Tegen [X] loopt in Duitsland een gerechtelijke strafprocedure wegens verdenking van (het geven van ondersteuning bij) het ontduiken van Duitse belasting. De Duitse Belastingdienst heeft informatie die zij in het kader van het ter zake uitgevoerde strafrechtelijk onderzoek heeft verkregen, verstrekt aan verweerder. Naar aanleiding van deze informatie heeft verweerder op 27 april 2010 een boekenonderzoek ingesteld bij eiseres naar onder meer de aanvaardbaarheid van de aangiften vennootschapsbelasting voor de jaren 2005 tot en met 2008. In het op 8 juni 2011 van dit boekenonderzoek opgemaakte rapport staat onder meer het volgende vermeld:

“Niet voldoen aan de administratieplicht

De kasadministratie van 2005 tot en met 2008 is zodanig gevoerd dat niet te allen tijde de rechten en verplichtingen van belastingplichtige en andere voor de heffing van belasting overigens van belang zijnde gegevens duidelijk blijken. De contante opnamen van de bank en contante betalingen aan [E] , [K] GmbH, [L] GmbH u. Co KG en [M] GmbH en de contante betalingen in verband met bijvoorbeeld autokosten zijn niet juist in een kasboek zijn verwerkt. In 2005 bestaat de kasadministratie uit twee grootboekregels, namelijk een beginsaldo en een verdichte uitgaveregel. In 2006 bestaat de grootboekrekening kas uit zes boekingen, waarvan vier verdicht. In 2007 lijkt het op een kasadministratie, maar op 23 januari 2007 loopt de kas negatief. Daarnaast vinden er verdichte boekingen plaats. Pas op 31 december 2007 is het saldo in de kasadministratie weer positief om op nihil te eindigen na de laatste memoriaalboeking. In 2008 is de kasadministratie te vergelijken met 2007. Zowel negatieve saldi als verdichte boekingen. Deze werkwijze is, gelet op de hoogte van de contante opnamen en uitgaven niet aanvaardbaar. Belastingplichtige voldoet hiermee, gelet op de grote sommen contant geld, niet aan zijn administratieplicht.”(pagina 4 van het rapport).

“Bevindingen

Dhr. [X] van [eiseres] doet het voorkomen alsof hij in de jaren 2005 tot en met 2009 bemiddelde tussen de varkensslachterijen [P] GmbH en [R] GmbH, beide gevestigd te [B] in Duitsland, en drie Duitse uitzendbureau’s, te weten: [K] GmbH, [L] GmbH u.Co KG en [M] GmbH. De bemiddelingsdiensten bestaan uit het inhuren en verhuren van personeel om varkens te slachten. De netto-opbrengst van [eiseres] bedraagt per saldo ongeveer 7,5%.
Deze netto-opbrengst is als volgt opgebouwd:
- [eiseres] factureert € 0,50 exclusief omzetbelasting (heffing verlegd) per geslacht varken aan [P] GmbH en [R] GmbH. De facturen van [eiseres] aan [P] GmbH en [R] GmbH worden betaald per bank.
- [eiseres] ontvangt facturen (inclusief Mehrwertsteuer) van de uitzendbureau’s per geslacht varken met een stuksprijs van ongeveer € 0,4625. [eiseres] betaalde de facturen tot en met december 2008 volgens de erg summiere kasadministratie contant aan het uitzendbureau. Gelet op de hoogte van de bedragen is dit erg onwaarschijnlijk. Na opname van de bank is het geld uit zicht.
- Het verschil, de netto-opbrengst, per geslachte varken bedraagt € 0,0375.

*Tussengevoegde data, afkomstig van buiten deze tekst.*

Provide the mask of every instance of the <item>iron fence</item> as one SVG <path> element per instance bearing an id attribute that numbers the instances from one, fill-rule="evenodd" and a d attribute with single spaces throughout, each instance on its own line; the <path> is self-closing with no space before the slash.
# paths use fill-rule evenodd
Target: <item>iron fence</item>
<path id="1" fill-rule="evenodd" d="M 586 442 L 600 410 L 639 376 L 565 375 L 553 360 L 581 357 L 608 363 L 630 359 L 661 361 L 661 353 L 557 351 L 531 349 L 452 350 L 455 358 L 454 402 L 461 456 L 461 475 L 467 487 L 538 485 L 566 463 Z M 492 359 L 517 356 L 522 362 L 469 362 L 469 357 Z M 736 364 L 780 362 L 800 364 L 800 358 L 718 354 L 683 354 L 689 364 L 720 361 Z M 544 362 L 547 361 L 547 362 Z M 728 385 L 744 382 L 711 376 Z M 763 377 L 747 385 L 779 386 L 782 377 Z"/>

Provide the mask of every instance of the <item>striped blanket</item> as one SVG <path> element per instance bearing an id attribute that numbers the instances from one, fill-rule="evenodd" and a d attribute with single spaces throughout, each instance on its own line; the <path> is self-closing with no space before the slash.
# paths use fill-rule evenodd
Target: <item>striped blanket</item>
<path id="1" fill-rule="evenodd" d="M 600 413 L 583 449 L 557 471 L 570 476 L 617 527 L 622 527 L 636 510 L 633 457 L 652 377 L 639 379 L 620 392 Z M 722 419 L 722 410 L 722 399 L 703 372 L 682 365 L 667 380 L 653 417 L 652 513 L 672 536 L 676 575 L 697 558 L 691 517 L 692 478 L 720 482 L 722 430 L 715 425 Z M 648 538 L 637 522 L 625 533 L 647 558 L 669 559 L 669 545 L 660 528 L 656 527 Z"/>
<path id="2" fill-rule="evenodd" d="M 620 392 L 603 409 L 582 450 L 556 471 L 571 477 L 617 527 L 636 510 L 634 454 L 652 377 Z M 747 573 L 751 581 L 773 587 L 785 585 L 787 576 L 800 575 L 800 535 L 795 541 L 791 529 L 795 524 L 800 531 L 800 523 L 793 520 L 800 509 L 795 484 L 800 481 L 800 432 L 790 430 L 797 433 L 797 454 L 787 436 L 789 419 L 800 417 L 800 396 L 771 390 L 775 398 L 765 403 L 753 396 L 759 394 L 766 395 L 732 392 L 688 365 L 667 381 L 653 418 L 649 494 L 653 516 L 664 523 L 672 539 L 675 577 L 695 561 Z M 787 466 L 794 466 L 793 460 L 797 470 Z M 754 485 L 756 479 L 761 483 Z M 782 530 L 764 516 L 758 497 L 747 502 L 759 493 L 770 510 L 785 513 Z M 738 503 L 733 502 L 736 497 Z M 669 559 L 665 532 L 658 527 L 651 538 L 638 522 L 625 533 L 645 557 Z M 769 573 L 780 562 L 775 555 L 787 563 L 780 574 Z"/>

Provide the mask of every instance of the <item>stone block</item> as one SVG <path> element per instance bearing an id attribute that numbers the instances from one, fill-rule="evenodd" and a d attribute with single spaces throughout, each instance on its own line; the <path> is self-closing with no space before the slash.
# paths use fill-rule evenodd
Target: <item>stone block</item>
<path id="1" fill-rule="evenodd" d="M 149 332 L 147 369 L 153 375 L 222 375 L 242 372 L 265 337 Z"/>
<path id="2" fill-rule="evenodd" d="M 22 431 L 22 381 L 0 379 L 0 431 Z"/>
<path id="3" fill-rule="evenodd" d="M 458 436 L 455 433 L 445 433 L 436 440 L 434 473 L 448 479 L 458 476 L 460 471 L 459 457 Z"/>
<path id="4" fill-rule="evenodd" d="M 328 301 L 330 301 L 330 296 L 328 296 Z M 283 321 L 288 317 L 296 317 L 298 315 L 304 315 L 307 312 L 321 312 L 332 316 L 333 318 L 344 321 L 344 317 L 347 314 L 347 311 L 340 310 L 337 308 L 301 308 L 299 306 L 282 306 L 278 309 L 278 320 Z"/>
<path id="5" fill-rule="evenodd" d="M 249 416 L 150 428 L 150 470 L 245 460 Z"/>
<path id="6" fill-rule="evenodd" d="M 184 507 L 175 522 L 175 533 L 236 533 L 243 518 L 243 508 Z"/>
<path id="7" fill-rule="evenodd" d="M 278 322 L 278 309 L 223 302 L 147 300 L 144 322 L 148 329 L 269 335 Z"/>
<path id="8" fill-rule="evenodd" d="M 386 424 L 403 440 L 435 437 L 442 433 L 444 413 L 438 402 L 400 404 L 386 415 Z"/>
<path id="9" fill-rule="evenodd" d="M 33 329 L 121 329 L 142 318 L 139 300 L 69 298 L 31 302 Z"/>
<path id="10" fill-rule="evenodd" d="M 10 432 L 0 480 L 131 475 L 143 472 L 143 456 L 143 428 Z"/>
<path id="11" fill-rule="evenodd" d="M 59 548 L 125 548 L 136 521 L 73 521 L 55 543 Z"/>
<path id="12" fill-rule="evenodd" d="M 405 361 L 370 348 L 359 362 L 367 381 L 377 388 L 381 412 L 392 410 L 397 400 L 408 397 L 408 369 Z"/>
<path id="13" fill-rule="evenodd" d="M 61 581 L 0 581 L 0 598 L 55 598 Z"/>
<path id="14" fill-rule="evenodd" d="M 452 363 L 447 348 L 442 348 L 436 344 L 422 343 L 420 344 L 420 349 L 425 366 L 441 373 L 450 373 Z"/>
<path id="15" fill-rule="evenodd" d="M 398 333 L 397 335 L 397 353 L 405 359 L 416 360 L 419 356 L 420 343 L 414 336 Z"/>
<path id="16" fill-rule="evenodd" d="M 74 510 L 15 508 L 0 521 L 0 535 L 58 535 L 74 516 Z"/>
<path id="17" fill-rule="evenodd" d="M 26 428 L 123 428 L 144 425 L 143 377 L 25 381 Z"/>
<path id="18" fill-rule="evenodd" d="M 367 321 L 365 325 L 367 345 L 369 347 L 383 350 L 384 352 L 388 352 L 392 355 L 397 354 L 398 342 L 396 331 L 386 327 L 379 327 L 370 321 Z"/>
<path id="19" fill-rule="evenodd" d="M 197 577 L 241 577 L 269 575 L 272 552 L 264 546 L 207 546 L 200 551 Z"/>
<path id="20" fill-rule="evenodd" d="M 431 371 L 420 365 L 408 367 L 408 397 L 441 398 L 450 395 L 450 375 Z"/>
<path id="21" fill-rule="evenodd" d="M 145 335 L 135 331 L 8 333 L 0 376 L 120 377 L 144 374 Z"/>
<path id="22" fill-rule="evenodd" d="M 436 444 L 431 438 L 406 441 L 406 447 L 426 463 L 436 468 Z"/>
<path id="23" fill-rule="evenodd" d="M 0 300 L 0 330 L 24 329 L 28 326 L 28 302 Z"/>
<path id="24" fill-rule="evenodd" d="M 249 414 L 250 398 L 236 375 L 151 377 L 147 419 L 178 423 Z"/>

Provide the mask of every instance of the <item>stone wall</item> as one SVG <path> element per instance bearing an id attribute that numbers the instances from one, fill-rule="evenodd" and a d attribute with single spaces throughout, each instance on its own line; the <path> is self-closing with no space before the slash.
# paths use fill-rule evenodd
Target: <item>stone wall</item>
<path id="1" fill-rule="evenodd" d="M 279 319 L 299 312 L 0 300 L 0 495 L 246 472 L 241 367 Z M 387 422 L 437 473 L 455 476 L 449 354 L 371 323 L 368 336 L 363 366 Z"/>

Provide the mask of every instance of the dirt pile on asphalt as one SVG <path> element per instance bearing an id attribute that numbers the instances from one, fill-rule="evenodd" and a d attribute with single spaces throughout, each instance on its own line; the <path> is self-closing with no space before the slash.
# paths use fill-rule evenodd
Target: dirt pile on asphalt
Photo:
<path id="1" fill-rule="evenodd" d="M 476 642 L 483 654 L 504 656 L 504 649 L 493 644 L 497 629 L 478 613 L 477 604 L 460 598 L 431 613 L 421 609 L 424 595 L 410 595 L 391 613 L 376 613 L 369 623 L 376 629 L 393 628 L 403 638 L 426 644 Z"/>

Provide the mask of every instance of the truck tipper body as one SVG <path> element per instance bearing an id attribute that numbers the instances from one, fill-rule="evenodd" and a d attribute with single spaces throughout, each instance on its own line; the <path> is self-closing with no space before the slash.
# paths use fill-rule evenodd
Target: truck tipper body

In Duitsland wordt omzet behaald zonder dat omzetbelasting (Mehrwertsteuer) in rekening wordt gebracht, omdat de heffing is verlegd naar de afnemer van de dienst (slachterij). De facturatie van de uitzendbureaus gebeurde met Duitse omzetbelasting (Mehrwertsteuer). [eiseres] claimt vervolgens de voorbelasting in Duitsland. Eind 2008 is de vordering op de Duitse belastingdienst opgelopen tot € 198.688,71. Uit onderzoek is gebleken dat de Duitse belastingdienst de teruggaaf van de geclaimde voorbelasting niet zal verlenen.

(…)
Uit onderzoek is gebleken dat alle betrokken uitzendbureaus, te weten [L] GmbH u. Co KG (in de persoon van [G] ), [K] GmbH ( [H] ) en [M] GmbH ( [I] ) nooit daadwerkelijk activiteiten hebben verricht zoals door [eiseres] beweerd wordt. Van diverse aan [eiseres] verstuurde inkoopfacturen is vast komen te staan dat handtekeningen zijn vervalst. Ook staan er onbekende geschäftsführers vermeld op de facturen. Uit gesprekken met betrokkenen is gebleken dat de facturen vals zijn. Nader onderzoek heeft daarnaast duidelijk gemaakt dat de betreffende facturen van de uitzendbureaus naar grote waarschijnlijkheid in één keer, dat wil zeggen achtereenvolgens, en niet datumsecht zijn opgemaakt.
Het onderzoek heeft ook aangetoond dat de huurkosten van de gehuurde auto’s van [E] gebaseerd zijn op valse facturen en dat mevrouw [Q] van het lokale kantoortje van [E] te [B] de door [eiseres] gebruikte facturen zelf heeft vervaardigd. [eiseres] heeft vervolgens de facturen gebruikt om de voorbelasting in Duitsland te kunnen claimen. In Nederland zijn dezelfde facturen gebruikt om het resultaat van [eiseres] in de vennootschapsbelasting te verlagen. De bevindingen ten aanzien van deze facturen zijn onder andere:
- De naam en adresgegevens op de facturen corresponderen niet met de naam en adresgegevens op de bijbehorende huurcontracten;
- De handtekeningen op de huurcontracten komen niet overeen met vergelijkbare handtekeningen;
- De vermelde huurperioden komen niet overeen met de bijbehorende huurcontracten;
- De contante betalingen zijn bij [E] Hamburg niet traceerbaar;
- De lay-out van de in de administratie aangetroffen facturen van [E] zijn op de betreffende data achterhaald.

Conclusie

De door [eiseres] op aangifte verantwoorde en aangegeven inkoopkosten, zoals het inhuren van personeel en de kosten van autohuur bij [E] , zijn gebaseerd op valse facturen. De geclaimde kosten zullen door mij gecorrigeerd worden.”(pagina’s 6 en 7 van het rapport).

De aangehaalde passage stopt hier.